(Abnousse Shalmani, Le Point, 28 août 25). Abnousse Shalmani, journaliste, essayiste, écrivain et réalisatrice, présidente du jury du Prix de la Laïcité 2023 3 septembre 2025
[Les éléments de la Revue de presse sont sélectionnés à titre informatif et ne reflètent pas nécessairement la position du Comité Laïcité République.]

Lors d’un déjeuner estival où les convives ont tendance à un relâchement bienvenu et où la relative sincérité des propos permet de mesurer des tendances jusqu’alors plus ou moins dissimulées, une idée m’a littéralement sauté à l’esprit. Chacun semblait coincé dans la défense de son petit territoire, de son monde restreint, de son identité réduite au taux d’inflation, à la retraite, à la tranquillité d’esprit du quotidien.
Il ne s’agit pas de dire qu’il ne faut pas cultiver son jardin et protéger ses acquis historiques mais que, justement, pour les soutenir, il faut sortir la longue-vue, balayer l’horizon, faire lien entre les ailleurs et ici, entre mourir pour Kiev et maintenir l’esprit, la manière de vivre à la française, à l’européenne. Le cloisonnement obtus des vues, des faits, des idées serait-il un marqueur puissant, rendant plus illisibles encore l’analyse, les liens, la projection ?
Ainsi de la quasi-impossibilité d’établir une relation entre la guerre en Ukraine et le danger réel que représente la Russie pour la France. Comme il paraît évident que les chars russes ne vont pas se présenter aux portes de Paris, on pense qu’il serait bon que l’Ukraine concède ses territoires perdus sans mesurer la déstabilisation systématique pratiquée par la Russie poutinienne dans les frontières de l’Hexagone, qui est une guerre pour de vrai – moins la kalachnikov (les étoiles de David au pochoir, les attaques informatiques, le montage en épingle de faits divers, etc.). D’autant plus que perdre l’Ukraine équivaudrait à renoncer à l’honneur, à la sphère d’influence de l’Occident, à entamer davantage l’attractivité de l’Europe.

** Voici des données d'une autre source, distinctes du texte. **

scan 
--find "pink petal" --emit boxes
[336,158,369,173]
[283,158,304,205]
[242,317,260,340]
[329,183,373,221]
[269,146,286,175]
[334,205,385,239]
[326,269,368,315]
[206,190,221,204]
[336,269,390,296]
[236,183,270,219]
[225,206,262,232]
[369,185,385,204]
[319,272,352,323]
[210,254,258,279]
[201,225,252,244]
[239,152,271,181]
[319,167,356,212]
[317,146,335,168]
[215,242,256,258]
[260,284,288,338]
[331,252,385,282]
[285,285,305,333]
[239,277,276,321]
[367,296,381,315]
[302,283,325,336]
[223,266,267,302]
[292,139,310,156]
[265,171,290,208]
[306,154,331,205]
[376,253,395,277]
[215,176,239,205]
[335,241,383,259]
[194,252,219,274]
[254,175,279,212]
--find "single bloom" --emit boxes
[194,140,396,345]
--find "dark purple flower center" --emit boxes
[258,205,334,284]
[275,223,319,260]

L’aveuglement préside en majesté
Nous avons pourtant assisté, lors des votes demandés par les Occidentaux contre la Russie à l’ONU, à un désaveu du « Sud global » – en réalité le monde antioccidental. Et les choses s’aggravent depuis le retour de Donald Trump à la présidence américaine. En malmenant l’Occident (l’Europe comme l’Asie prodémocratie), en réservant ses louanges aux pétromonarchies du Golfe (où il peut faire du business pour son propre compte), en affichant une amitié virile avec Poutine, en se présentant comme le chantre de la paix (les interminables accords en cours entre le Rwanda et la RDC, la paix de dupes entre l’Arménie et l’Azerbaïdjan, l’apaisement illusoire avec la « mollahrchie », etc.), Donald Trump démonétise les Lumières européennes, ringardise les valeurs occidentales. Et pourtant. L’inertie intellectuelle face au danger russe comme le mépris du Sud global disent la courte vue qui s’installe dans la société française, nous rendant vulnérables à la tentation totalitaire russe comme islamiste.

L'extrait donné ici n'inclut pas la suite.